Как пройдет мой день? Все дни проходят одинаково. Я умоюсь, может быть, позавтракаю, попробую что-нибудь посмотреть, во что-нибудь поиграть, потом лягу на кровать и уставлюсь в потолок или в стену, может быть, встану у окна и буду рассматривать прохожих,  так пройдет полдня; ближе к шести часам вечера я полезу на сайты с вакансиями и на сайты с обучениями, просижу там часа три и ничего не найду, вспомню, что не ел с самого завтрака, если он был, и пойду поем, не потому что хочу, а потому что вроде как надо, а там и ночь будет не за горами, я заведу будильник и попробую уснуть.

Но сегодня, кажется, должно быть что-то не так. А что? Точно. Мне вчера звонила Марина, хочет съездить со мной в магазин.

Ладно. Надо будет зайти куда-то и купить новый будильник.

Тик.
Так.

Стрелки показывают ровно девять часов. И будильник начинается орать.

Я сбрасываю одеяло, резко сажусь, хватаю его, сильно сжав руку, так, что костяшки пальцев белеют, подношу к лицу, чувствуя, как напрягаются барабанные перепонки, и рычу ему прямо в циферблат, размахиваюсь и со всей силы шарахаю об пол.

Он затыкается не мгновенно, еще визжит. Я даже думаю, что придется его бить снова, но он затихает сам.

Я чувствую себя живым. Ненадолго, только пока не выхожу из комнаты.

От моей квартиры остались руины. За разрушением должно было следовать созидание, но этого не произошло. К счастью, и само разрушение не успело завершиться, когда стало понятно, что возможностей у меня больше нет. Ирония заключается в том, что дальняя комната, бывшая бабушкина, прежде казавшаяся мне чем-то невозможным и непригодным для жизни, теперь осталась единственным местом в этой квартире, где можно было жить. Потрескавшийся потолок, облезлая рама за зелеными занавесками, пожелтевшие обои, древняя покосившаяся кровать и рядом трухлявый стол из опилок – вот моя жизнь. Вместо спальни, кабинета, кухни и столовой. Хорошо, что я не успел выкинуть унитаз и ванну, их оставлял напоследок. Жить можно – в голых стенах, с частично снятым полом, без раковины, без плиты и холодильника, но хоть с чайником и микроволновкой. Можно жить.

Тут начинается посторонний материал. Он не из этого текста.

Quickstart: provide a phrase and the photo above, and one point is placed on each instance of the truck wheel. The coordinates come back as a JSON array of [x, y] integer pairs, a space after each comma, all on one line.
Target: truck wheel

Я залезаю в ванну, сажусь на дощечку – стоять устанешь – и, исчерпав силы раздражаться, набираю тазик теплой воды – душа у меня нет, но он сломался сам.

Если бы не Марина, я, конечно, не пошел бы мыться, потому что никакого удовольствия от поливания себя из тазика я не получал. Я даже уже понимал, что так давно не мылся, что от меня скорее всего воняет – все равно я не мог себя заставить. Всплески воды, слабым эхом отдающиеся от стен, еще покрытых уже местами колотым кафелем, кусочек мыла, в тишине причмокивающий по телу – такое ощущение, что я делаю что-то стыдное и рискую быть увиденным за этим занятием.

Если бы не Марина… Но я все-таки не животное. Спасибо, Марина.

И снова, покончив с процедурами, я чувствую себя живым – такое облегчение я испытал, когда вытерся и оделся, и стыд ушел.

Этот день уже слишком необычный.

Зачем? Это плохо, я хочу, чтоб все было привычно.

Раздается стук в дверь. Звонка у меня нет.



Я мог пригласить Марину пройти, предложить выпить чаю, но в этом случае нам пришлось бы находиться на моей кухне. Вся посуда там хранится на полу – в правом углу чистая, в левом грязная. Стола там нет, но есть два стула, чашки с горячим чаем мы бы держали в руках или бы неловко ставили себе под ноги – и то и то не располагает к беседе.

Я не стал приглашать Марину пройти, и она подождала в коридоре, пока я оденусь. Это не заняло много времени.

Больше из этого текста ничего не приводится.